He stopped, looked at the camera for a dramatic five seconds, turned, placed the tip of the cane against a spot at the southern tip of the San Joaquin Valley, then, holding the cane in position, turned to face the camera again.

‘And here — if I may coin a phrase — we seem to have struck oil at one-twenty-five a.m. today. Twenty, thirty miles southeast of Bakerfield. Exactly where a massive earthquake struck a quarter of a century ago. And exactly where the sixth borehole from the south is located. Ladies and gentlemen, I give you the villain of the piece — the White Wolf Fault.’ The newscaster relaxed and smiled boyishly. ‘And now, folks, you know as much about it as I do, which I’m afraid isn’t very much. But have no fear: I’m sure the real seismo-logical experts will be busy lecturing you on this for days to come.’

Wordlessly, Dubois and Morro rose from their seats, looked at each other then went to the map still spread on Morro’s table. Morro said: ‘You are quite certain that the triangulation is correct?’

‘Our three seismologists will swear to it.’

‘And our three bright boys place the epicentre in the Garlock Fault, not the White Wolf Fault?’

‘They should know. Not only are they highly experienced but we’re practically sitting on top of the Garlock Fault.’
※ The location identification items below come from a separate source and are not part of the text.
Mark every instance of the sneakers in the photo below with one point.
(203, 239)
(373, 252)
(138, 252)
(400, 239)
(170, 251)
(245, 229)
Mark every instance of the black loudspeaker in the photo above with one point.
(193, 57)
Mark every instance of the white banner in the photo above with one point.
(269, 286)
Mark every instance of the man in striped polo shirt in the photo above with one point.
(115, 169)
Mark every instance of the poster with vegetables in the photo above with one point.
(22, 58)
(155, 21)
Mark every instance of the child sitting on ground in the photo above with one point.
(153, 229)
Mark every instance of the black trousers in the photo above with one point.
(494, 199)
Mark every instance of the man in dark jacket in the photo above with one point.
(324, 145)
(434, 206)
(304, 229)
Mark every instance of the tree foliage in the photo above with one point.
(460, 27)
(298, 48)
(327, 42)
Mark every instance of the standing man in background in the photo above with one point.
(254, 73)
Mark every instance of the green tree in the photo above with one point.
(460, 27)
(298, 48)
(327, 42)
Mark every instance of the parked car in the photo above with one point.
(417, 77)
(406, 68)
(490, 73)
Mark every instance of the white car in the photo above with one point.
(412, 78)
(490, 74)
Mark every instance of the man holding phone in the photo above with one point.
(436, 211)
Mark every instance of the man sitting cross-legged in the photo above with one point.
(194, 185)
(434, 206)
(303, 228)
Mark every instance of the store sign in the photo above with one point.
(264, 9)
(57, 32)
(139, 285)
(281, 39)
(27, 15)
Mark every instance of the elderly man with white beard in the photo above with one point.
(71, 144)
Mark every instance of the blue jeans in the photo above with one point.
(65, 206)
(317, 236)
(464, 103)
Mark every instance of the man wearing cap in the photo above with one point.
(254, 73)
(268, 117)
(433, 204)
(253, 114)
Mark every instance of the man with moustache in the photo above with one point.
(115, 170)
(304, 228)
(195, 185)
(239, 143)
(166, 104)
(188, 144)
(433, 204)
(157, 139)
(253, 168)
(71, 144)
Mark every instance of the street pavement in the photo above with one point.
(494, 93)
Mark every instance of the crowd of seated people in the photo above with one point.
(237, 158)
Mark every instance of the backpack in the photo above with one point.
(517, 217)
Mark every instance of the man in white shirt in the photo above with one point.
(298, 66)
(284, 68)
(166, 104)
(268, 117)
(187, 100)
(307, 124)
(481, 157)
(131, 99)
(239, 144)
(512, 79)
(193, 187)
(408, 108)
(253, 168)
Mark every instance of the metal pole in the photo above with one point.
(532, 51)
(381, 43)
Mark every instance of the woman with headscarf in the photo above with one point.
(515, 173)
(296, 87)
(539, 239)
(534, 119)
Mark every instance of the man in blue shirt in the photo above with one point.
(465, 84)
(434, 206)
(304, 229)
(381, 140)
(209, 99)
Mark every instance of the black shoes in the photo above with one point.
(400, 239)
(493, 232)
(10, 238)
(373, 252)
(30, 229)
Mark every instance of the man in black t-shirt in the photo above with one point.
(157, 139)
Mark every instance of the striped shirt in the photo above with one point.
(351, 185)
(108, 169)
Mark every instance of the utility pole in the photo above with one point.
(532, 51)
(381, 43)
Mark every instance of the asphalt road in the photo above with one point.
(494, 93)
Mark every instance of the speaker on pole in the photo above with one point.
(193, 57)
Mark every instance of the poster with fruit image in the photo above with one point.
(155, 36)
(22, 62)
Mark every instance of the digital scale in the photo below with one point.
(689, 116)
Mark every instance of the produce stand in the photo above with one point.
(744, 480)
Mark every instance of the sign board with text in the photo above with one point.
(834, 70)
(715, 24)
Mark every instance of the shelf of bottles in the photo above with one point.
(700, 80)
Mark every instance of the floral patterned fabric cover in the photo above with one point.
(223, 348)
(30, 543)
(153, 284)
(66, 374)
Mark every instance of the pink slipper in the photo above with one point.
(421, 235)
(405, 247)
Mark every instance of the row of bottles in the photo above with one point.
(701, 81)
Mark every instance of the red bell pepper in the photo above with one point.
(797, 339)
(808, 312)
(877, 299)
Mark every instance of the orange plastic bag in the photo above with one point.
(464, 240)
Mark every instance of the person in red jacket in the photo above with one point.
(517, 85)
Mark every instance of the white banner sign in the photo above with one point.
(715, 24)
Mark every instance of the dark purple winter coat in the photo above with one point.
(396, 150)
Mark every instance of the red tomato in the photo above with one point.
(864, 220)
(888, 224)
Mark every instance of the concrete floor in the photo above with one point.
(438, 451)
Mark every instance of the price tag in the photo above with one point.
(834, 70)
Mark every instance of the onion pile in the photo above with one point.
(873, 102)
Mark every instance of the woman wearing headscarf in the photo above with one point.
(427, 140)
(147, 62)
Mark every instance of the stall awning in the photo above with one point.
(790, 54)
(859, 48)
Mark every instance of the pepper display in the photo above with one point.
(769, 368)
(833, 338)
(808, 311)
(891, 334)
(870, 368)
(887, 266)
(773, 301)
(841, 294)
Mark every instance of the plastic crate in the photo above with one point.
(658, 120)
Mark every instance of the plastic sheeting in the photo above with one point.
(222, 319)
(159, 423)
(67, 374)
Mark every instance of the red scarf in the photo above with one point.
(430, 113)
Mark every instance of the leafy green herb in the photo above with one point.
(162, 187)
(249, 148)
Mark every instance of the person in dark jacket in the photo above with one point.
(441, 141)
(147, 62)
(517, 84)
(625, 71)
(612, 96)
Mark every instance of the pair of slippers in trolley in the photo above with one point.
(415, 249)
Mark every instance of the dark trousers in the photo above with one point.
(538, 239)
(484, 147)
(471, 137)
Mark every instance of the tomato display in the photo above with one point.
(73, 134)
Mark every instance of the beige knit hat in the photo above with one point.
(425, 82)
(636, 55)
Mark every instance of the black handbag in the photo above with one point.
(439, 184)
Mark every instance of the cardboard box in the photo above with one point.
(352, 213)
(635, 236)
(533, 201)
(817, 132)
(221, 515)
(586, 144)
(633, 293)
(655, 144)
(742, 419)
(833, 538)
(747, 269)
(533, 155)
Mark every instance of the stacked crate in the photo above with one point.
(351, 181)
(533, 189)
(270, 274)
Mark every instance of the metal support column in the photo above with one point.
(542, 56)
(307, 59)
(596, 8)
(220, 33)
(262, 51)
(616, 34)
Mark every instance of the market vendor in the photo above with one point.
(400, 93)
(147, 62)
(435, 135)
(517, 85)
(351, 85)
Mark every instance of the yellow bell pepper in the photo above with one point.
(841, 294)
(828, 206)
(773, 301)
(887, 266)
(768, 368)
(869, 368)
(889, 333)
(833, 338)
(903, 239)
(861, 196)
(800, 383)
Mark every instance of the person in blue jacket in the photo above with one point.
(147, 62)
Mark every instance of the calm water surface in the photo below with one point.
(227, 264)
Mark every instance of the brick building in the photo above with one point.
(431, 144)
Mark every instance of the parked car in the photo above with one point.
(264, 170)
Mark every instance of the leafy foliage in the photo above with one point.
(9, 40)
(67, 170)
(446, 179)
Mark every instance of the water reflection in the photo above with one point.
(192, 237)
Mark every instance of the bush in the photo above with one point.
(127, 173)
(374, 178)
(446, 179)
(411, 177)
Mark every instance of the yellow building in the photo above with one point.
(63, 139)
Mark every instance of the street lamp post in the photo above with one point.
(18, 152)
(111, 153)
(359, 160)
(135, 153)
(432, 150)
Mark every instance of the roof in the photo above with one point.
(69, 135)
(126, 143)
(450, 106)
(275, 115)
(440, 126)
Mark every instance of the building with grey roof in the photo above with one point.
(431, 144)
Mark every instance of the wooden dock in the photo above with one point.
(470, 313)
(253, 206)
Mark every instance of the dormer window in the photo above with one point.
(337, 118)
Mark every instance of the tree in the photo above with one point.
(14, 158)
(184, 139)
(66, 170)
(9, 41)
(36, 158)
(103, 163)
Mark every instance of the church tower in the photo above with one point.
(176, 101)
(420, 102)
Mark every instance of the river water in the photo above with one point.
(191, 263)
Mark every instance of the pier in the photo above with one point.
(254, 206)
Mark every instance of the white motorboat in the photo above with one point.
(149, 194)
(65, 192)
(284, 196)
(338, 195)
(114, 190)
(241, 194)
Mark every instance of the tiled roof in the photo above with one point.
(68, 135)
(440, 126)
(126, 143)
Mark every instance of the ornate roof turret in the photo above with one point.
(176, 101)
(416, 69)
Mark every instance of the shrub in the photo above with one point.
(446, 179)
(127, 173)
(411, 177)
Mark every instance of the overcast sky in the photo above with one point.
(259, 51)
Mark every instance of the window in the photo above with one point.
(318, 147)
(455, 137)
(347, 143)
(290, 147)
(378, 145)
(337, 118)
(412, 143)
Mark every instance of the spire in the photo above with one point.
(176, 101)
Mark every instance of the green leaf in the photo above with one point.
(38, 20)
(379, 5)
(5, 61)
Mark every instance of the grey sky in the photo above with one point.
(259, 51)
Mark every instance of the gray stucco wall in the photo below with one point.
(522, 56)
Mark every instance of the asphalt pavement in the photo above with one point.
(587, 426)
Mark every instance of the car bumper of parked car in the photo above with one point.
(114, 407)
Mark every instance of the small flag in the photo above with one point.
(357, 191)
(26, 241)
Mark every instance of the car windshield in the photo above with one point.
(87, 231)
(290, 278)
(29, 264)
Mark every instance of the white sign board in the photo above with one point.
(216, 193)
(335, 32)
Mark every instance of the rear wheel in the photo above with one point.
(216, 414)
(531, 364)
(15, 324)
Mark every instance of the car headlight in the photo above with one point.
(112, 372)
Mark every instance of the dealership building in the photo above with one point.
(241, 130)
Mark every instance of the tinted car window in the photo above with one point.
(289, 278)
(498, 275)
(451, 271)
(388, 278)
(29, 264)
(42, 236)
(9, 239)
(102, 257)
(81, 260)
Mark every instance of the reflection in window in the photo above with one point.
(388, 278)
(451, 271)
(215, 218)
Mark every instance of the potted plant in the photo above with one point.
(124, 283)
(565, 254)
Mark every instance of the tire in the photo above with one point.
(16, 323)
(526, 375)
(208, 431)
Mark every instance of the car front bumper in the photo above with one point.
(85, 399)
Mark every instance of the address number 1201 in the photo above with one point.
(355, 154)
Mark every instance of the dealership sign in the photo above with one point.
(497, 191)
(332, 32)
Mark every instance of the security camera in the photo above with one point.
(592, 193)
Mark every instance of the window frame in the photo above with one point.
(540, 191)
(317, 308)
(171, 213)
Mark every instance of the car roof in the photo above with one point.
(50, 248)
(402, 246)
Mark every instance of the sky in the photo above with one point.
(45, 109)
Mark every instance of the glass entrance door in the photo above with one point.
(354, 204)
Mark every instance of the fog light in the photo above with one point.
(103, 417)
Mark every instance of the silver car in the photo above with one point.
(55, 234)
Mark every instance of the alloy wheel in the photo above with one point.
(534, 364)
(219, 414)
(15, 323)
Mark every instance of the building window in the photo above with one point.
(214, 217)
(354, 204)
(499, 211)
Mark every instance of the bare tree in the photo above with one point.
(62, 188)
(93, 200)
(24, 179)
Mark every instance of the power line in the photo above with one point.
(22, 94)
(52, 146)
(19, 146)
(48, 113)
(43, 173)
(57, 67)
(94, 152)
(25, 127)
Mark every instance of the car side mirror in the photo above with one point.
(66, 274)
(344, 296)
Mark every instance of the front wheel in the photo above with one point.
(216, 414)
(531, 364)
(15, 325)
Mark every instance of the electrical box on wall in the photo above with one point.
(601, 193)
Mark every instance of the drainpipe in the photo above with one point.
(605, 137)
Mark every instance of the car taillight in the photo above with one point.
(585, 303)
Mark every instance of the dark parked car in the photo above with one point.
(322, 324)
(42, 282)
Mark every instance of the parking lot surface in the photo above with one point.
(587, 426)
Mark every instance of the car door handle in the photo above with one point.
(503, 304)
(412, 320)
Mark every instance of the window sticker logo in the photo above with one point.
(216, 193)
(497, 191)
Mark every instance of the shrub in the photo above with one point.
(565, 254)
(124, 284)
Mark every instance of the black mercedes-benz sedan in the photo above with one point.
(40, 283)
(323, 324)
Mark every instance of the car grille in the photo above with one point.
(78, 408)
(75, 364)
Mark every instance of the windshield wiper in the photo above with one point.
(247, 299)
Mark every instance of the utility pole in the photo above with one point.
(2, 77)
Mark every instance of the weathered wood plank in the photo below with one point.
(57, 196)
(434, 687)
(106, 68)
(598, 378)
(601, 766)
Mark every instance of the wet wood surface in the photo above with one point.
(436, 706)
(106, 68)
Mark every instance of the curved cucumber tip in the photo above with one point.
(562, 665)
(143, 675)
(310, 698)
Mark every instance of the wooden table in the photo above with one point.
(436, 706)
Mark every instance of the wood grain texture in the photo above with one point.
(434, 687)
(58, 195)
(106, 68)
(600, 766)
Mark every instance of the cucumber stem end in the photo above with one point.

‘The Seismology Field Survey, Caltech, the Geological Survey and God knows how many other scientific bodies — how could they all possibly — especially when they were all certainly working in collaboration — come up with the same mistake?’

‘They didn’t.’ Dubois was positive. ‘For earthquakes, this is the best monitored area in the world and those are among the world’s top experts.’

‘They lied?’

‘Yes.’

‘Why should they lie?’

Dubois was almost apologetic. ‘I’ve had a little time to think about this. I think there are two reasons. California is today obsessed with the fear, the certainty almost, that some day, maybe quite soon according to a few eminent earthquake researchers, the big one is going to strike, one that will make the San Francisco nineteen-o-six look like a firecracker: it’s more than possible that State officials are trying to allay this fear by stating that this ‘quake was man-made. Secondly, all those clever seismologists may be living with a brand-new fear which particularly affects themselves — that they may have been dabbling in murky waters, that they may not really know what they were doing, that by messing around with those various faults they may have inadvertently triggered off something they didn’t expect — a movement in the Garlock Fault where they don’t have a bore-hole. But they do have a drilling rig sitting fair and square in the middle of the Tejon Pass on the San Andreas Fault — and at Frazier Park, near Fort Tejon, the San Andreas and the Garlock Faults intersect.’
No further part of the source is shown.